# Ruby Modern Lodge Sweater, crochet



## shepmom (May 29, 2003)

Toot, toot. :sing:

I finished it and it turned out just as I had hoped.:banana02:
I have finished my sweater and I love the color play, the collar, the lightweight sweater feel. 

You can see a photo in Crochetville's--> show and tell.

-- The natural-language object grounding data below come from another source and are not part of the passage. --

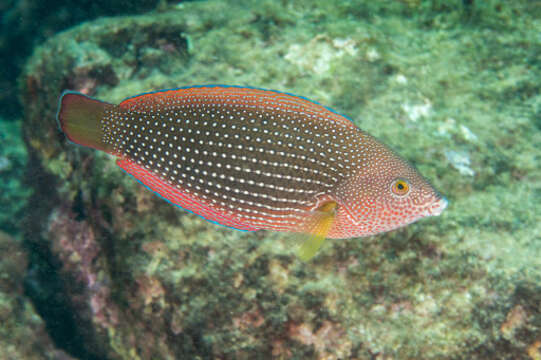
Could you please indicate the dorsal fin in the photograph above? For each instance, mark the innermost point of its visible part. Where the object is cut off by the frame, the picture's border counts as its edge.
(224, 94)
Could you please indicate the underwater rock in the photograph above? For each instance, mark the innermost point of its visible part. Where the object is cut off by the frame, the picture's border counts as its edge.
(23, 334)
(13, 192)
(143, 279)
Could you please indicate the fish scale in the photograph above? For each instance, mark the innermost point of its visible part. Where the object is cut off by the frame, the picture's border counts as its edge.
(255, 159)
(246, 157)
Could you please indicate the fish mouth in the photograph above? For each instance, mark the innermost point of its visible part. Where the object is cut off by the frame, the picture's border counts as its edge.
(437, 208)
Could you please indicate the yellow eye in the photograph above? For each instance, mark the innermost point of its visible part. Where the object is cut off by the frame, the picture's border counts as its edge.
(400, 187)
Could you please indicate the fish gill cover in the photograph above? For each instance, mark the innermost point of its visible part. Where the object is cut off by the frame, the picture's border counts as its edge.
(453, 87)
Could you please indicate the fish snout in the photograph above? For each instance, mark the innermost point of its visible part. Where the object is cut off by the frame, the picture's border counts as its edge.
(437, 208)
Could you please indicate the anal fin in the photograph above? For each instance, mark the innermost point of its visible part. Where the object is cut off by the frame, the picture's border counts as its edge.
(317, 233)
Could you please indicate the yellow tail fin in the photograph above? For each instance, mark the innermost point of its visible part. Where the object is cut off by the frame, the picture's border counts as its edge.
(79, 117)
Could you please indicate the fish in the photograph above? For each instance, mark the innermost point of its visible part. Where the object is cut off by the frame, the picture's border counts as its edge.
(255, 159)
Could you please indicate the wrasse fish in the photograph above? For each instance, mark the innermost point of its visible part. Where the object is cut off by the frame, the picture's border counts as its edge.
(255, 159)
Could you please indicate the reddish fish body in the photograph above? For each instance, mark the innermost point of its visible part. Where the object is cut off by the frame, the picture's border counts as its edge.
(255, 159)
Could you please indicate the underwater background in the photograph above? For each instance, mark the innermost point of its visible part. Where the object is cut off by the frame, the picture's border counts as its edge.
(93, 266)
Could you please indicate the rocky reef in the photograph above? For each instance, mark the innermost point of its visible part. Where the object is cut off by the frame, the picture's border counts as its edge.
(117, 273)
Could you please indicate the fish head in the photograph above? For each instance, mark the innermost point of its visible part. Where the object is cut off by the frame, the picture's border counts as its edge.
(387, 193)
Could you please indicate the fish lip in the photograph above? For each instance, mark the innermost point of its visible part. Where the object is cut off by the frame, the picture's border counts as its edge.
(437, 208)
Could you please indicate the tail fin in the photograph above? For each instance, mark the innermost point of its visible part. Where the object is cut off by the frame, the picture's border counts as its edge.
(79, 117)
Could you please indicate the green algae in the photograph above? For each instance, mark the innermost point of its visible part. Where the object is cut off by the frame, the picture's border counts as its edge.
(13, 160)
(434, 80)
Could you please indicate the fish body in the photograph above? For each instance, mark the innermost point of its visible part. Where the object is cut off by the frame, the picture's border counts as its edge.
(255, 159)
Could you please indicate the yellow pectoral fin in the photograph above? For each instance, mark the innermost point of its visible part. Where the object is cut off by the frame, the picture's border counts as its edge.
(324, 219)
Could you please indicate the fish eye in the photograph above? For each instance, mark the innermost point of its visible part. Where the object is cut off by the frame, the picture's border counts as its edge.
(400, 187)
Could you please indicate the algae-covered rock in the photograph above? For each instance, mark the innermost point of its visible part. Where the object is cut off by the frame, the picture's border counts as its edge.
(454, 88)
(23, 334)
(13, 191)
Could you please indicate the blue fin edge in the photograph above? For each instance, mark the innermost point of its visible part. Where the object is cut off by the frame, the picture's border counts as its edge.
(239, 87)
(180, 207)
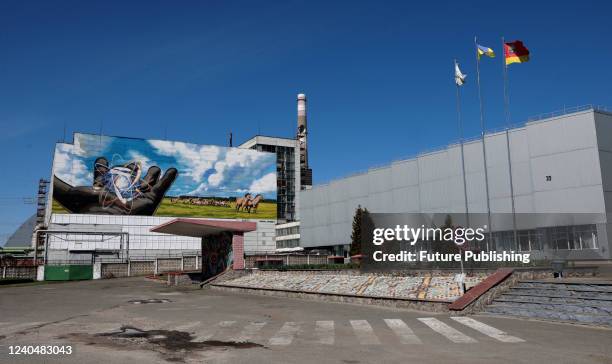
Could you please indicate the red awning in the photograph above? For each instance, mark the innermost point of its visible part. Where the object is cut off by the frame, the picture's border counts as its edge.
(203, 227)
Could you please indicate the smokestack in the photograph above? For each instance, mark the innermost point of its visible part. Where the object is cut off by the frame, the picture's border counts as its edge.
(302, 136)
(301, 113)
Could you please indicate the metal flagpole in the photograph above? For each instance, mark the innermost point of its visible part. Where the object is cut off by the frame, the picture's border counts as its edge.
(460, 121)
(507, 111)
(484, 149)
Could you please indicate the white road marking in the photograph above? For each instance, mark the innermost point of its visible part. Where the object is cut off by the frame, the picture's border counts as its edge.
(187, 326)
(250, 330)
(450, 333)
(285, 335)
(209, 334)
(405, 333)
(487, 330)
(18, 327)
(364, 332)
(325, 332)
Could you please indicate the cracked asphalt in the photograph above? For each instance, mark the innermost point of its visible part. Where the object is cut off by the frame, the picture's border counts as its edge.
(140, 321)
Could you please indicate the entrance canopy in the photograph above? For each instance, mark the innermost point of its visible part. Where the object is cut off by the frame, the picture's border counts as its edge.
(199, 228)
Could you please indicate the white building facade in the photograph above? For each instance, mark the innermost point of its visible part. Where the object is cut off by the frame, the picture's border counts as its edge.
(560, 164)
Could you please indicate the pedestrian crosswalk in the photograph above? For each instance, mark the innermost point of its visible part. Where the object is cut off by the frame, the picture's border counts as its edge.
(457, 329)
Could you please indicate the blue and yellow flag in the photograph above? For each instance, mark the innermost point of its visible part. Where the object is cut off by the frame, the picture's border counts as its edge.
(480, 50)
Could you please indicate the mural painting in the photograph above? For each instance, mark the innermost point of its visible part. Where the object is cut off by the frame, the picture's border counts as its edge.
(124, 176)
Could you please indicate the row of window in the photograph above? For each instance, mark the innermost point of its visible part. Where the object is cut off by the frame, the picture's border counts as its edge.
(288, 231)
(291, 243)
(578, 237)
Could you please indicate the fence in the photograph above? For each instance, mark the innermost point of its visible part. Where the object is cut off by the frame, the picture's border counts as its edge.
(252, 261)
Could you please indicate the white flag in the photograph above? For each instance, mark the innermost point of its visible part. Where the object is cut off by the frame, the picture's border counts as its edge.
(459, 77)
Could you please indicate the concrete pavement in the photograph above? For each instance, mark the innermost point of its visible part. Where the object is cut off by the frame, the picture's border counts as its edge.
(142, 321)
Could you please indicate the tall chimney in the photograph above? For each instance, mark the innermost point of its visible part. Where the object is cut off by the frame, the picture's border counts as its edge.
(302, 136)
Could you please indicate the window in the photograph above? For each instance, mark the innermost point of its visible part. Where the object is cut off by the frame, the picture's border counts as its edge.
(586, 236)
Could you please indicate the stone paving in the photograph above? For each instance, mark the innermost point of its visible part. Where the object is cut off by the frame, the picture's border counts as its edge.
(424, 287)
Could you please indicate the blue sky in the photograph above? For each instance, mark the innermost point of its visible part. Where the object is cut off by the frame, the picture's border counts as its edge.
(378, 75)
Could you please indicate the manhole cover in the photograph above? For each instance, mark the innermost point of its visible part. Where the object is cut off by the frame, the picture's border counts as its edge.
(149, 300)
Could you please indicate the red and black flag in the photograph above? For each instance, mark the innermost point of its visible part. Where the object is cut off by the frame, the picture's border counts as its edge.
(515, 52)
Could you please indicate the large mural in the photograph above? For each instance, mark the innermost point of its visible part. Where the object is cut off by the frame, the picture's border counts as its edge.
(124, 176)
(217, 254)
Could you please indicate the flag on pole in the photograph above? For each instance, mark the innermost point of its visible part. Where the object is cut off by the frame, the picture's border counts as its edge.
(515, 52)
(480, 50)
(459, 76)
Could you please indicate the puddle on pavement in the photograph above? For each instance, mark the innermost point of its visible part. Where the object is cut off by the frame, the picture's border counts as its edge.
(174, 340)
(172, 344)
(149, 300)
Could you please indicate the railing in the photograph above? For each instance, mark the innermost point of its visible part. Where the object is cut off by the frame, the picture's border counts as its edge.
(568, 110)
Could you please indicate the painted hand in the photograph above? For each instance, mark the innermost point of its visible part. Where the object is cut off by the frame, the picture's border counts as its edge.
(101, 198)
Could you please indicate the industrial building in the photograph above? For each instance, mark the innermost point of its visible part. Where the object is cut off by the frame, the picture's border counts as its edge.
(68, 234)
(554, 164)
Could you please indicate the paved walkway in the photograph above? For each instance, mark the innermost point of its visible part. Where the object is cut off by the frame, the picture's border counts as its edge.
(435, 288)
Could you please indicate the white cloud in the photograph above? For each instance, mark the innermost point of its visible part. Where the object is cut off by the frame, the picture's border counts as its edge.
(71, 169)
(146, 162)
(194, 160)
(89, 145)
(217, 178)
(265, 184)
(200, 190)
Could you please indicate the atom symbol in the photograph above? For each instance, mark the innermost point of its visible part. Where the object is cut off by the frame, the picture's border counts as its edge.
(122, 183)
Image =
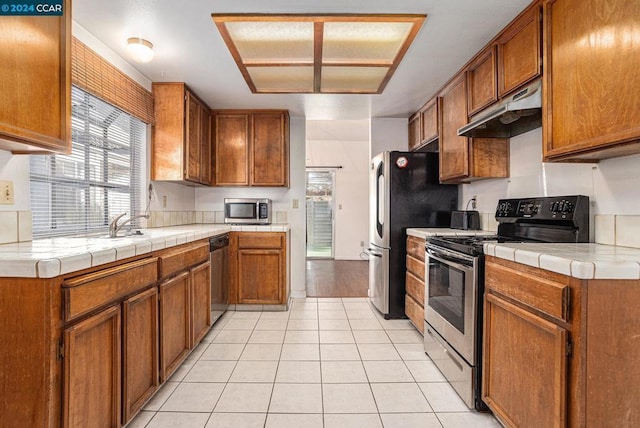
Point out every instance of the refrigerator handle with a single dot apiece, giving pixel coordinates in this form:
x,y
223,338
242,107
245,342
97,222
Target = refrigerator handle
x,y
380,199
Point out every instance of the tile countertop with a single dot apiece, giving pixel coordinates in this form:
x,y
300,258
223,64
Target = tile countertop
x,y
48,258
424,233
583,261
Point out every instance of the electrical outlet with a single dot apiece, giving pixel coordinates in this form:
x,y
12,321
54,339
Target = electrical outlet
x,y
6,192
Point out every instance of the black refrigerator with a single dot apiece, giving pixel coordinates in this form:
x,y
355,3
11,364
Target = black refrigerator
x,y
404,192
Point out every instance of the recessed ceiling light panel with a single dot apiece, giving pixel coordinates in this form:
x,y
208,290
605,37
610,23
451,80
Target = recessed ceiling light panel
x,y
317,53
273,42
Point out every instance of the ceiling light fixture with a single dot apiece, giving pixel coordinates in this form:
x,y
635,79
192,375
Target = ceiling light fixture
x,y
330,54
140,49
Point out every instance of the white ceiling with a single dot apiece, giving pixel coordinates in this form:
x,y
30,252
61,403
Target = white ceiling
x,y
188,48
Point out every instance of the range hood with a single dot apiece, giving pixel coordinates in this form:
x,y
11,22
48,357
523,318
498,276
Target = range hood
x,y
514,115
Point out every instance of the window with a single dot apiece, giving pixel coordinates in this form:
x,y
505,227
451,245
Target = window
x,y
81,192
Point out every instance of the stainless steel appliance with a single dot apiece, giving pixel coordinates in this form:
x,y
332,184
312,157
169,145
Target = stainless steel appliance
x,y
219,258
247,211
454,280
404,192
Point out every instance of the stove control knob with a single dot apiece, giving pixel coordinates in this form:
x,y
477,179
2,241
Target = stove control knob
x,y
567,208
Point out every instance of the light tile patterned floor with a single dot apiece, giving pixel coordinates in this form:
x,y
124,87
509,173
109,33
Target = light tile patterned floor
x,y
328,362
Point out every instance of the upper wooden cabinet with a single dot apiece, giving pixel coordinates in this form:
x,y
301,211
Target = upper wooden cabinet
x,y
423,125
429,125
591,65
181,135
415,139
519,51
482,81
35,83
454,154
465,159
251,148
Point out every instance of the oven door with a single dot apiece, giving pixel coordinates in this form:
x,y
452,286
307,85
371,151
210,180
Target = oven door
x,y
451,298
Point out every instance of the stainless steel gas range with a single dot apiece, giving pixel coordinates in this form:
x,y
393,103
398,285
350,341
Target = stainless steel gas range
x,y
455,282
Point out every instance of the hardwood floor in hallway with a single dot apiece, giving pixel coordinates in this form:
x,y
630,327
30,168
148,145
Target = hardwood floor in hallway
x,y
337,278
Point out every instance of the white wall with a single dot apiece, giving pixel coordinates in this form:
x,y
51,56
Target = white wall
x,y
388,134
613,185
351,192
15,168
211,199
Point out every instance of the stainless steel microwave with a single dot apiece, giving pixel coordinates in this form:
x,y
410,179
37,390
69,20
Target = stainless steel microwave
x,y
247,211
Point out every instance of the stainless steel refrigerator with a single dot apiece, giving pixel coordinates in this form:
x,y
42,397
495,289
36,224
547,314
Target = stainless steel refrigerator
x,y
404,192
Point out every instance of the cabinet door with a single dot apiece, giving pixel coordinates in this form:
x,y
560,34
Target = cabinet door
x,y
414,132
269,150
35,82
232,149
261,276
482,81
174,323
454,150
205,145
192,139
91,379
591,63
140,376
519,52
524,367
429,121
200,302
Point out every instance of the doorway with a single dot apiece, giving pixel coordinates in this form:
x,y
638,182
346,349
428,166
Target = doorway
x,y
320,213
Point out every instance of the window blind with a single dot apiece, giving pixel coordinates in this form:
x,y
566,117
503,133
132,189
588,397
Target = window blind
x,y
97,76
81,192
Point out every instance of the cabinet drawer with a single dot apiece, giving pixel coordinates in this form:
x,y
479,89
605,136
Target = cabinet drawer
x,y
541,290
177,259
85,293
260,240
416,267
415,312
415,247
415,288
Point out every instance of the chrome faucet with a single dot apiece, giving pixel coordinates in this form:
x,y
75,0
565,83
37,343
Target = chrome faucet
x,y
114,227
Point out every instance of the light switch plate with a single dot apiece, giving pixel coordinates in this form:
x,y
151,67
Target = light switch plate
x,y
6,192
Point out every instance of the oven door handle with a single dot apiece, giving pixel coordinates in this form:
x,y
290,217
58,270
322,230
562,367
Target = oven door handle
x,y
452,259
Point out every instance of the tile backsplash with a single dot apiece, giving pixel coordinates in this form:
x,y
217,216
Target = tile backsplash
x,y
177,218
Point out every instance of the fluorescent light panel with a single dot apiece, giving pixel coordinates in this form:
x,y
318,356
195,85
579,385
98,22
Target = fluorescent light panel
x,y
318,53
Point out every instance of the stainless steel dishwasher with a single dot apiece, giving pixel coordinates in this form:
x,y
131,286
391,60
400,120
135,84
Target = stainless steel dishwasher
x,y
219,257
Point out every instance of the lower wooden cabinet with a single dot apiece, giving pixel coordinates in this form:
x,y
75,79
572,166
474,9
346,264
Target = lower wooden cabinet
x,y
139,351
560,351
200,301
414,282
91,382
175,333
518,341
185,302
258,267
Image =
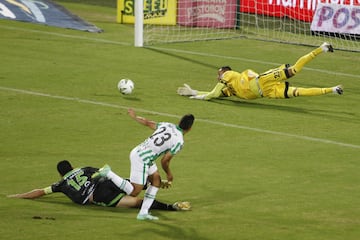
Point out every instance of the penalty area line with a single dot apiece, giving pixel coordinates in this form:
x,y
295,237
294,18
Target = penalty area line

http://www.crochetville.org/forum/showthread.php?p=1988161#post1988161

Yarn now available at Knitting warehouse.com. ( http://www.knitting-warehouse.com/index.html )
A knit pdf pattern of my sweater is available on the Amazing yarn page at Knitwarehouse.


----------



## Humburger (Sep 13, 2007)

Very nice.


----------



## Mrs. Homesteader (May 10, 2002)

You did a great job!!!


----------



## Marchwind (May 10, 2002)

Ooooo I like that. Very nice!


----------



## frazzlehead (Aug 23, 2005)

The colours ARE great! Very nice!


----------



## shepmom (May 29, 2003)

Thank you all.


----------



## 7thswan (Nov 18, 2008)

Very Nice!!


----------



## Wisconsin Ann (Feb 27, 2007)

Very pretty indeed  The deep rich colors are wonderful!


----------



## stef (Sep 14, 2002)

shepmom said:


> Toot, toot. :sing:
> 
> I finished it and it turned out just as I had hoped.:banana02:
> I have finished my sweater and I love the color play, the collar, the lightweight sweater feel.
> ...


Boy, that's nice.
Good job!

stef


----------



## mamajohnson (Nov 27, 2002)

Very Pretty!


----------



## shepmom (May 29, 2003)

I'm wearing it today. For those of you in colder climates than NC...it provides lots of warmth, too. ...sweating...whew... LOL.

Also, it's the first non-superwash woolie that doesn't make me itch. No scratchiness! Feels good next to the skin. If it shrinks a little with washing, it'll fit better as I did make it larger than I really needed. The sleeve length would have have been better as the pattern called for 19 inches and I added an inch. But as you wear it with the neck opening and shoulder dimension( I went with 5 inches each shoulder) it pulls down by gravity. Still OK it goes to the beginning of my thumb on my hand. There's one more color in this LB line that says try me....bwg. Maybe, next year.


----------



## Nellie (Oct 18, 2006)

That's beautiful! Wow!!


----------